I think you are showing an overreaction to this Las Vegas tragedy. With six plus billion people, it just seems statistically predictable that some will go off mentally and violently every so often. We can try to improve things with better mental health services and gun control laws, but it is still going to happen and I accept that.  Yes, there is a one in some millions chance it could be me as the next victim and I just accept that and don't feel that the entire society is going into a free fall or something. In the big picture, I see the world has gradually gotten better over time and will continue to do so.

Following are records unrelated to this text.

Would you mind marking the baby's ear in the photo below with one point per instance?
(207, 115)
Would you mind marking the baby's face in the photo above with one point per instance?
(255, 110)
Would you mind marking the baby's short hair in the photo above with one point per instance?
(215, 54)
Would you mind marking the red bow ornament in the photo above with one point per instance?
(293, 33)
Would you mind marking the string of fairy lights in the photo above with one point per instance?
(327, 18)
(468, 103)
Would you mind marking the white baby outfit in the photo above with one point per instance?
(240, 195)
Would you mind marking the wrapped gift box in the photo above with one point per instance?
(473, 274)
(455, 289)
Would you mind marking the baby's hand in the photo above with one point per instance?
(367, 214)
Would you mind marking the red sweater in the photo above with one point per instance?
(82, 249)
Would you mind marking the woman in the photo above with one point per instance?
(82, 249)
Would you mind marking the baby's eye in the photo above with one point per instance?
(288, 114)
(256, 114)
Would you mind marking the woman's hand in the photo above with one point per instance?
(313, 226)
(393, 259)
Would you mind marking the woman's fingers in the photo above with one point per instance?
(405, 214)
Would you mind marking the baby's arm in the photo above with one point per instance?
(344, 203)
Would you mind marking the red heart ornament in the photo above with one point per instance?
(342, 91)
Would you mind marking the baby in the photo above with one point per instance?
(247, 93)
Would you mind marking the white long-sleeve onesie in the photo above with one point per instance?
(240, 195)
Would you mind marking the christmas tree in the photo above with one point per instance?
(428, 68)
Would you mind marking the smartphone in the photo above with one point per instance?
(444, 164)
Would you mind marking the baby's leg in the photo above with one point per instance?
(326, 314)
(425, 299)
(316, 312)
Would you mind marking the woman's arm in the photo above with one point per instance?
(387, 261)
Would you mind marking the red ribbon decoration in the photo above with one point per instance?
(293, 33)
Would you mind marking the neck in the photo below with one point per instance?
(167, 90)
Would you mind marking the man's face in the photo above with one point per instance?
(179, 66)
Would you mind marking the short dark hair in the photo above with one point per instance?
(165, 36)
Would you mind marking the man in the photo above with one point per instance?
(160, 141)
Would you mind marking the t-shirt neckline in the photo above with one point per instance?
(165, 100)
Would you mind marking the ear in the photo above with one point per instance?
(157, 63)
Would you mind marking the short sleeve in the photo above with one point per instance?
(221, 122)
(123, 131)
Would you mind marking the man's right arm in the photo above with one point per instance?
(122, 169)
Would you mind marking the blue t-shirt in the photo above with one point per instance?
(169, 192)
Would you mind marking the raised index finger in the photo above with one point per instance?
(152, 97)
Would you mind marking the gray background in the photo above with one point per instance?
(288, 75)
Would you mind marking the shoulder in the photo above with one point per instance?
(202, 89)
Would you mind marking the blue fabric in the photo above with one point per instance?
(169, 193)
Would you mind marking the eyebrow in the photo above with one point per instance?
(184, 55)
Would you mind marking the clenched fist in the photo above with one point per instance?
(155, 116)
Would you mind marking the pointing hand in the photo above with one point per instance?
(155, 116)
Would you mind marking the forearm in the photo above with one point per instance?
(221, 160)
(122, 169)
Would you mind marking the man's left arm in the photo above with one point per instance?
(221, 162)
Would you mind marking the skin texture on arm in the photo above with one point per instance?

 Cultures rise and fall, before the final death things fragment, as the saying goes "the center does not hold".  Is that happening now?  I would say that we might have passed the point of no return, or hopefully, we can learn.  Things are not better, so yes, some aspects of culture are better, yet not enough to stop what is going on.  People of my generation, who have given up their 'faith' still are led by their unconscious which is filled with Christian archetypes.  When a generation is brought up on what is happening today, they don't have that to draw from, but only what is fed them by our entertainment culture and schooling.  Which is shallow, hollow and not life-giving.  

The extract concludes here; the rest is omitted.